Novel yang ditulisnya ini merupakan buah dari kenangan masa kecil saat ia menemukan buku foto pembantaian. Di dalamnya, tertuang kekejaman dan keberanian manusia dalam menghadapi pihak penguasa yang kejam.
Isi ceritanya menampilkan penderitaan dan ingatan para korban dari berbagai sudut pandang, bukan hanya tentang kematian, tetapi juga tentang bagaimana manusia bertahan setelahnya.

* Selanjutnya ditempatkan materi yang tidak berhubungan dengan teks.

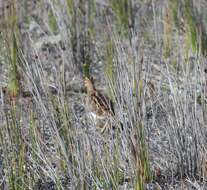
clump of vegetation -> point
(158, 133)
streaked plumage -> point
(98, 104)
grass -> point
(158, 136)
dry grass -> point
(152, 69)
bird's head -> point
(89, 84)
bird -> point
(99, 105)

Empat dekade kemudian, gema Gwangju masih terasa, baik dalam politik Korea maupun dalam hati mereka yang menolak lupa.
Novel lainnya berjudul We Do Not Part, Han Kang menuliskan tentang kisah masa kini dan masa lalu di Pulau Jeju, tempat yang menyimpan luka pemberontakan dan pembantaian besar pada akhir 1940-an.

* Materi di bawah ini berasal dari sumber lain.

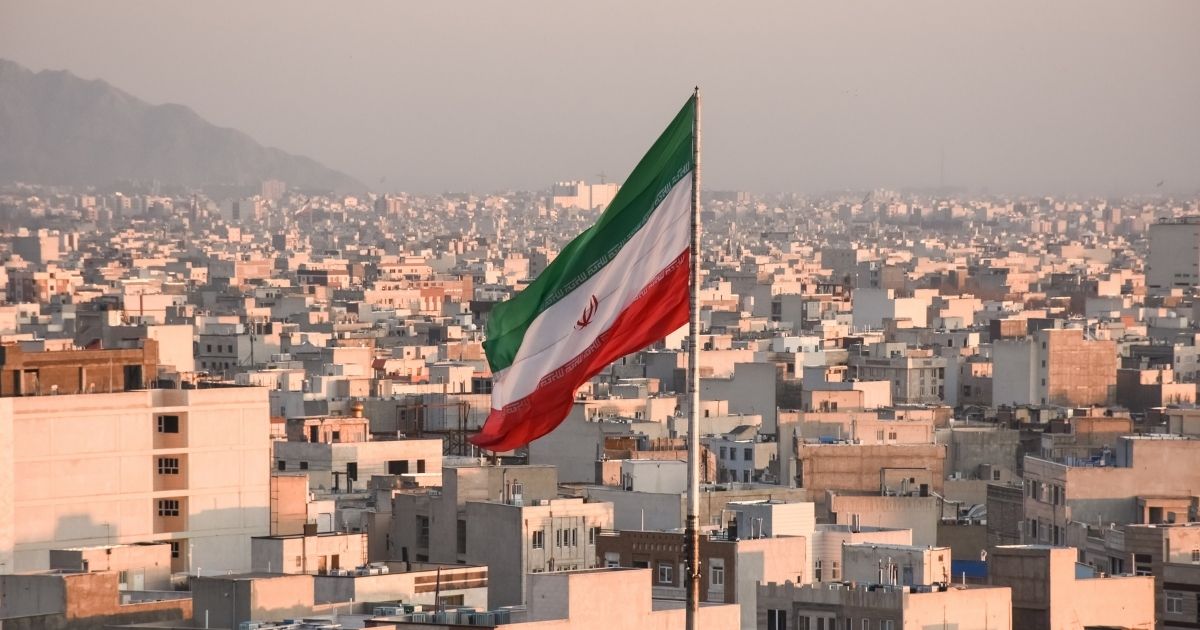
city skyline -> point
(1019, 99)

Melalui tokoh Kyungha, seorang penulis yang datang untuk merawat burung milik sahabatnya, Han membuka kembali sejarah kelam ketika puluhan ribu warga Jeju dibunuh karena dituduh bersekongkol dengan pihak komunis.
Namun, di balik kekerasan dan kehilangan, novel ini tetap memancarkan cahaya kemanusiaan.
Seperti dalam karya-karya sebelumnya, Han menemukan harapan dalam tindakan kecil: kasih sayang, kenangan, dan keinginan untuk tetap hidup meski dunia terasa rapuh dan penuh luka.
Bukan sekadar bercerita, tulisan Han Kang yang ada di novel-novelnya mengajak orang-orang untuk merasakan dan mengingat kembali sisi-sisi tersembunyi dari kehidupan manusia.
Han Kang memiliki kesadaran unik akan hubungan antara tubuh dan jiwa, yang hidup dan yang mati. Dengan gaya puitis dan eksperimentalnya, ia telah menjadi inovator dalam prosa kontemporer.